Long-Term Performance and Portfolio Adjustments
Despite the recent shortfall, the Caisse has outperformed its benchmark over longer time frames. Over the past five years, the institution recorded an annual return of 6.5 percent, compared to 6.2 percent for the benchmark. This trend continued over ten years, with the Caisse achieving an annual return of 7.2 percent, exceeding the index’s 6.9 percent return.
The real estate sector remains a notable area of concern, with the Caisse’s portfolio yielding only a 0.2 percent return against a benchmark of 1.8 percent. Emond acknowledged that the industry has been undergoing significant transformation over the past five years, prompting the Caisse to make nearly $50 billion in adjustments to its portfolio to better align with market demands.

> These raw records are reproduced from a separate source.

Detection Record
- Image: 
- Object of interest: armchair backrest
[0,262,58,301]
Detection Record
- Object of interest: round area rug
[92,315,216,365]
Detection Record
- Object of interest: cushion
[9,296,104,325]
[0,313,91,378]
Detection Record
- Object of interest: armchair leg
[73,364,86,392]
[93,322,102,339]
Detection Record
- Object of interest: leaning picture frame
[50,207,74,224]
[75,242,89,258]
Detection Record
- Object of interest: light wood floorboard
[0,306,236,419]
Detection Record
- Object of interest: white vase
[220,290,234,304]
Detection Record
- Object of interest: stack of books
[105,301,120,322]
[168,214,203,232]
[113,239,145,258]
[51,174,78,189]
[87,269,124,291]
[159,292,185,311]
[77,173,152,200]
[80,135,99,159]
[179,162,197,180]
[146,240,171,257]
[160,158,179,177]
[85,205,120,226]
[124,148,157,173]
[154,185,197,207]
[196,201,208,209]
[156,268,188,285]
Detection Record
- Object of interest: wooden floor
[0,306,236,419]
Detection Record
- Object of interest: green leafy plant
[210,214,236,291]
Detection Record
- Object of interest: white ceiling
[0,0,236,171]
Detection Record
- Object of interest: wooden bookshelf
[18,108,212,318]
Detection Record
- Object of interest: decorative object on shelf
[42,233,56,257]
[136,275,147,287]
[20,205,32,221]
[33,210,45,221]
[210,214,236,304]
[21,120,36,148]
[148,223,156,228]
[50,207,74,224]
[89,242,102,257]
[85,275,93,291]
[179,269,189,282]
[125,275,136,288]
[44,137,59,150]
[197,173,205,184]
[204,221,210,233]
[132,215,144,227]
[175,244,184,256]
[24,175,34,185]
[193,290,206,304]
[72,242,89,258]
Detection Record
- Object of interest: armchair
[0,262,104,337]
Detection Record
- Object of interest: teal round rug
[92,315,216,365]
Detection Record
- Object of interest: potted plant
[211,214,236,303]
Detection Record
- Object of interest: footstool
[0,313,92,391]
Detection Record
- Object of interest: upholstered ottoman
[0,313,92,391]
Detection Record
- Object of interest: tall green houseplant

The transition included a strategic shift away from property management, which Emond described as “a completely different business from being an investor.” The integration of its real estate subsidiary, Ivanhoé Cambridge, has now reached completion, marking 2025 as the first full year of this new structure. “What I wanted to see was progress, and we saw it,” Emond stated regarding this transition.
Operational Efficiency and Asset Management
In addition to the return on investments, the Caisse reported a decrease in operating expenses, which fell to 0.21 percent in 2025, down from 0.23 percent in 2024 and 0.26 percent in 2023. As of December 31, 2025, the Caisse managed assets totaling $517 billion, reflecting its ongoing commitment to financial stability and growth.
The release of this report underscores the Caisse’s challenges in a fluctuating market environment while also highlighting its strategic focus on long-term performance. The leadership’s proactive measures and commitment to adapting the portfolio position the institution for recovery and future growth.